The Court considered that in the enquiry as to whether the second core requirement was met, there is some flexibility as to the nature or extent of the likely benefit to the petitioner as long as the benefit can be said to be a real possibility, rather than a merely theoretical one.
In light of its conclusion, there was no need for the Court to decide whether the present case was an appropriate case to moderate the second core requirement.
Was the leverage created by the prospect of a winding-up order sufficient to satisfy the second core requirement?
The Court of Appeal went on to conclude that the judge at first instance had not erred in deciding that the leverage created by the prospect of a winding-up order was sufficient to satisfy the second core requirement.
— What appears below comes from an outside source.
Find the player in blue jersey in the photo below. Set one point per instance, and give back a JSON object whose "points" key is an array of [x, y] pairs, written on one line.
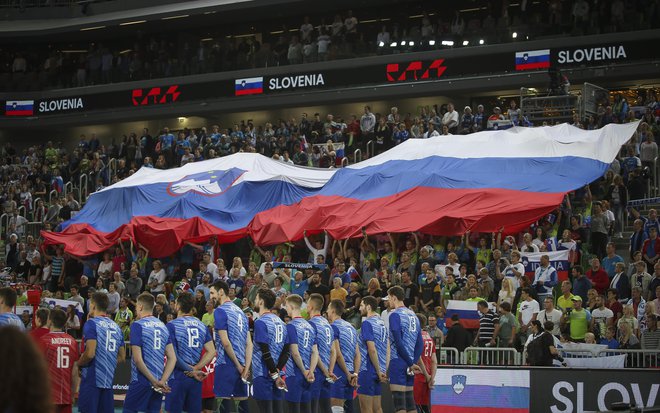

There was no evidence to support Shandong Chenming’s contention that Arjowiggins did not intend to seek the making of a winding-up order and was merely attempting to put pressure on Shandong Chengming to pay the arbitral award.
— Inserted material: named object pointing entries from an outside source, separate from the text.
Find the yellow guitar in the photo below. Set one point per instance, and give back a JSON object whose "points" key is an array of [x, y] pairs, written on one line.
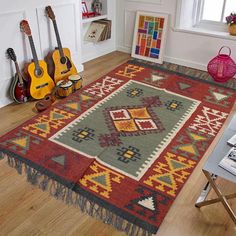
{"points": [[40, 83], [63, 66]]}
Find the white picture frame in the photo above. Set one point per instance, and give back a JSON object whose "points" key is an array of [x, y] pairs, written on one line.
{"points": [[150, 36]]}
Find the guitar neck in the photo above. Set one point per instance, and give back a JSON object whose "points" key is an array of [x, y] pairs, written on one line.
{"points": [[34, 54], [18, 72], [58, 38]]}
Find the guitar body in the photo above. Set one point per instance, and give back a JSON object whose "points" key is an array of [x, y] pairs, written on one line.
{"points": [[40, 84], [63, 66]]}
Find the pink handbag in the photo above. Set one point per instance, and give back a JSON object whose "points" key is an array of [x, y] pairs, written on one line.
{"points": [[222, 67]]}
The Court of Appeal disagreed with Shandong Chenming’s suggestion that it might be improper to exert pressure to pay by presenting a winding-up petition. It is only improper to seek to use a winding-up petition to pressure a company into payment of a disputed debt, the Court said. Where the debt is undisputed or indisputable, as in this case, the petitioner is entitled to present a winding-up petition ex debito justitiae and thus cannot be said to be acting improperly.
The Court also rejected Shandong Chenming’s argument that the benefit available to a petitioner has to be one that also benefits all other creditors, as that proposition contradicts case authorities.
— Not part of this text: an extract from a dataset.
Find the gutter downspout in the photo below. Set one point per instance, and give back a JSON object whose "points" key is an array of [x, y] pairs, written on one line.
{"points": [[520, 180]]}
The Court of Appeal therefore concluded that there was a real possibility of benefit to Arjowiggins in the making of a winding-up order against Shandong Chenming and the appeal was dismissed.
This judgment reaffirms the three core requirements approved in Kam v Kam for the Hong Kong Courts to exercise their jurisdiction to wind up a foreign company under s.327 of Cap.32. It also clarifies that the second core requirement is an essential requirement, which cannot be moderated or dispensed with, whereas the third core requirement can be dispensed with in appropriate circumstances.
Further, the Court of Appeal confirmed that the leverage arising from the prospect of a winding-up order being made, is sufficient to satisfy the second core requirement. It further confirmed that it is not improper for a creditor to use the winding-up mechanism to exert pressure on a debtor for payment, so long as the debt is undisputed or indisputable.